Para los jóvenes que actualmente están estudiando en la residencia, la posibilidad de cumplir sus sueños los ha transformado, movilizado y convertido en protagonistas activos al momento de construir la realidad donde quieren vivir.
Actualmente en todo el país han cosechado un total de 96 egresados. En Neuquén, la Residencia se inauguró en el año 2018, donde actualmente viven 25 estudiantes. En septiembre del año 2017, junto a un grupo de voluntarios se acondicionó la casa, se amueblaron los espacios de dormitorios con camas, colchones, ropa de cama (sabanas, frazadas, cubrecamas, toallas y toallones). La sala de estudios: con escritorios, sillas, algunas computadoras.

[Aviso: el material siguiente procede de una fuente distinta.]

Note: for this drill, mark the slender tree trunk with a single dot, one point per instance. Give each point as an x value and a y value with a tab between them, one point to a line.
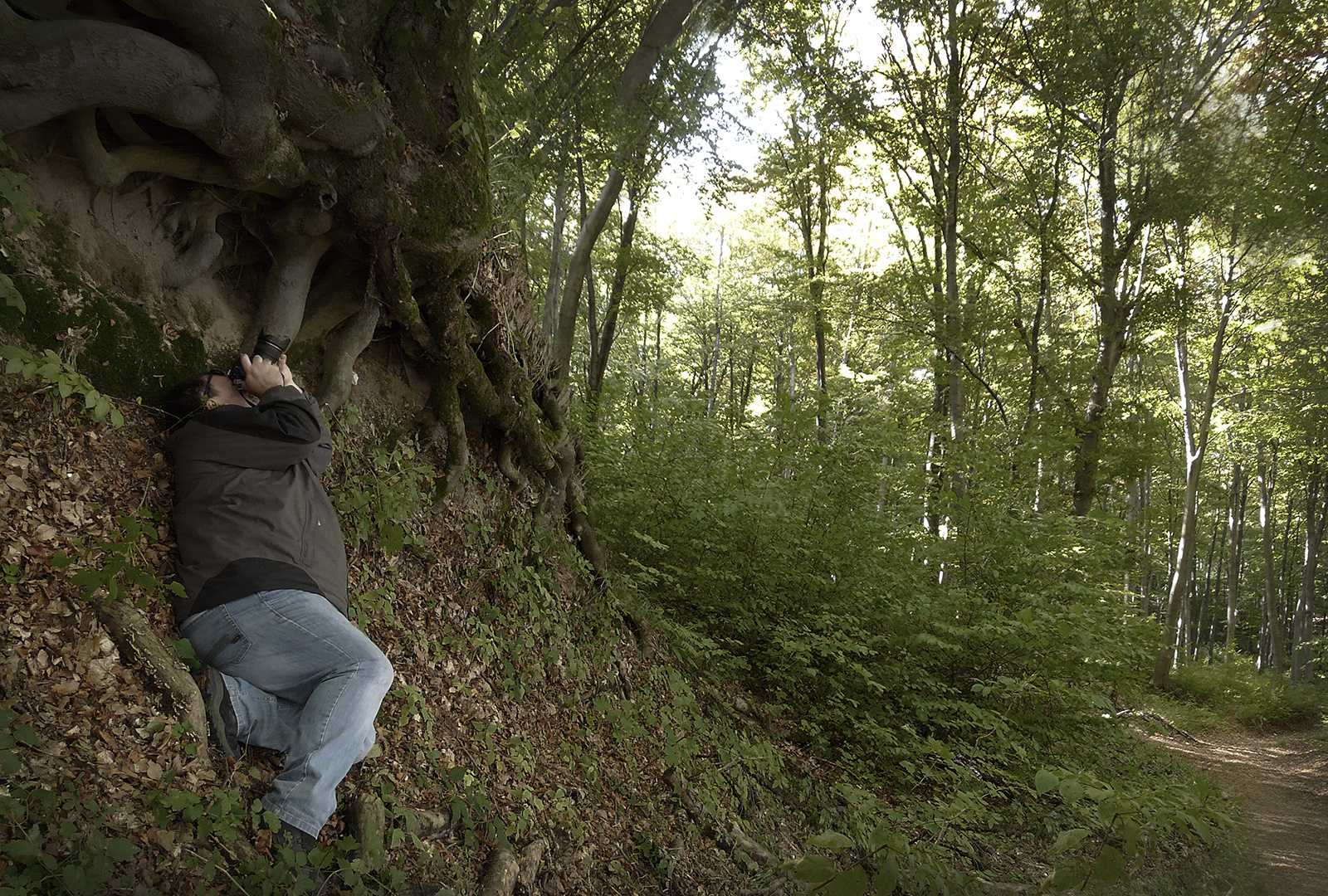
1272	612
555	262
664	28
1235	524
602	342
719	318
954	318
1316	510
1195	448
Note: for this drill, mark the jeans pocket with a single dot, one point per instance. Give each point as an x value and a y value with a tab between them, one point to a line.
217	639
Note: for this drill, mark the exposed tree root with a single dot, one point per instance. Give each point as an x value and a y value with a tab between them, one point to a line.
734	840
365	816
339	360
501	876
110	169
530	859
194	222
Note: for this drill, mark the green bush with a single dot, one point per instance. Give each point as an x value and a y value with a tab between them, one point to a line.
1238	692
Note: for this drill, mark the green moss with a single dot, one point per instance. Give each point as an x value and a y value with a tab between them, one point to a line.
123	352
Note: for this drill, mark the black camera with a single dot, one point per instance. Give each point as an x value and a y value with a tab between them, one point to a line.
267	347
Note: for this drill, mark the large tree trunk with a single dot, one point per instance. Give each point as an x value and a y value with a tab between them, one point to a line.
358	129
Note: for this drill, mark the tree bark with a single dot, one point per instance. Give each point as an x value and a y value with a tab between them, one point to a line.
1235	528
1272	610
1195	448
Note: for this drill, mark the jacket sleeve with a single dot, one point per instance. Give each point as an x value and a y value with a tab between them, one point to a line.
285	429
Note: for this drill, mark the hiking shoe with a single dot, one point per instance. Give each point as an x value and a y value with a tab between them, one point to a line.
222	727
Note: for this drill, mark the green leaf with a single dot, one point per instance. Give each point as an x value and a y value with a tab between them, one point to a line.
850	883
1109	867
1199	826
1069	840
22	851
814	869
1130	834
830	840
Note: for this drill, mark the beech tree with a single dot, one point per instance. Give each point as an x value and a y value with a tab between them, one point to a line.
345	153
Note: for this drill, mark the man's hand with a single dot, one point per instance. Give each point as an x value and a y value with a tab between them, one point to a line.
262	375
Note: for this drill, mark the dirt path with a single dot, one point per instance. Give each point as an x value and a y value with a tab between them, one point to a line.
1283	781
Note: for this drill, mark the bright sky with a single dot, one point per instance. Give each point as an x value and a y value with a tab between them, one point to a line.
677	209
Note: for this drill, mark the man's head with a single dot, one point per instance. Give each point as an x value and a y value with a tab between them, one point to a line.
205	391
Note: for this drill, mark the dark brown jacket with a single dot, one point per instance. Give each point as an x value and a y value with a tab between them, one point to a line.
250	511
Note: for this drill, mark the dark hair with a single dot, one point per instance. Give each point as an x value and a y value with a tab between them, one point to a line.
188	397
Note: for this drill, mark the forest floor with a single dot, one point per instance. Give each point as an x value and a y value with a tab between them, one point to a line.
1282	781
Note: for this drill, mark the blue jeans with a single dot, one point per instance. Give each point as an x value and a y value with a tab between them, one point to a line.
303	680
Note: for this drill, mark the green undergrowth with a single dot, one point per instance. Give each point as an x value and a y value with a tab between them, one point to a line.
967	683
530	704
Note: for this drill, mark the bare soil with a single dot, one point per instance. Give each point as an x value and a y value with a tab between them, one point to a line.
1283	785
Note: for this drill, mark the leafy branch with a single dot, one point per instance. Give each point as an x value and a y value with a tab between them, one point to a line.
56	372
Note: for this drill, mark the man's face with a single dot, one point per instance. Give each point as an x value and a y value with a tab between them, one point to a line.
221	391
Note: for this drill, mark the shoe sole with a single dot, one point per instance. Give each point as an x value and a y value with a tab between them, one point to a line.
214	692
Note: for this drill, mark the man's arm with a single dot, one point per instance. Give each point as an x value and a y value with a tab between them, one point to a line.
283	429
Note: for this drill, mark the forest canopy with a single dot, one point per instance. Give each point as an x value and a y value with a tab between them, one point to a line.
987	385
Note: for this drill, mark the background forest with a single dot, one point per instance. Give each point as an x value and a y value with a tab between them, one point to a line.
926	378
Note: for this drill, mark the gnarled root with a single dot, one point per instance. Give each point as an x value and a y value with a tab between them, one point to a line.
339	360
194	223
449	429
365	816
110	169
734	840
502	874
300	236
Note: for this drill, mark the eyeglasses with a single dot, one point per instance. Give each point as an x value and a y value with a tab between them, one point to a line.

La cocina: con heladeras, freezers, cocina industrial, microondas, platos, vasos, cubiertos, juegos de batería de cocina. El comedor: con mesas y sillas.
"Todo el amoblamiento, utensilios, ropa de cama, fue donado por empresas que apoyan el proyecto a nivel nacional. En la residencia, los estudiantes viven solos. Ellos se organizan en grupos para realizar todas las tareas de la casa como cocinar, limpiar la casa, los patios, veredas. Hay encargados de mantener completo el stock de mercadería, carne, pollo, quesos, huevos y verduras. Los voluntarios acompañan la tarea, coordinando y supervisando las mismas", detallaron.
Y aclararon que cada estudiante, tiene un voluntario referente de acompañante en cuestiones sociales, emocionales, de apoyo, dado que el desarraigo ocasiona situaciones de estrés en los residentes que a veces son motivo de abandono. A su vez, cada estudiante es acompañado académicamente por un voluntario, que es un profesional de la misma carrera que estudia el residente. Este, lo orienta en cuestiones estrictamente académicas dado que conoce la trayectoria de la misma.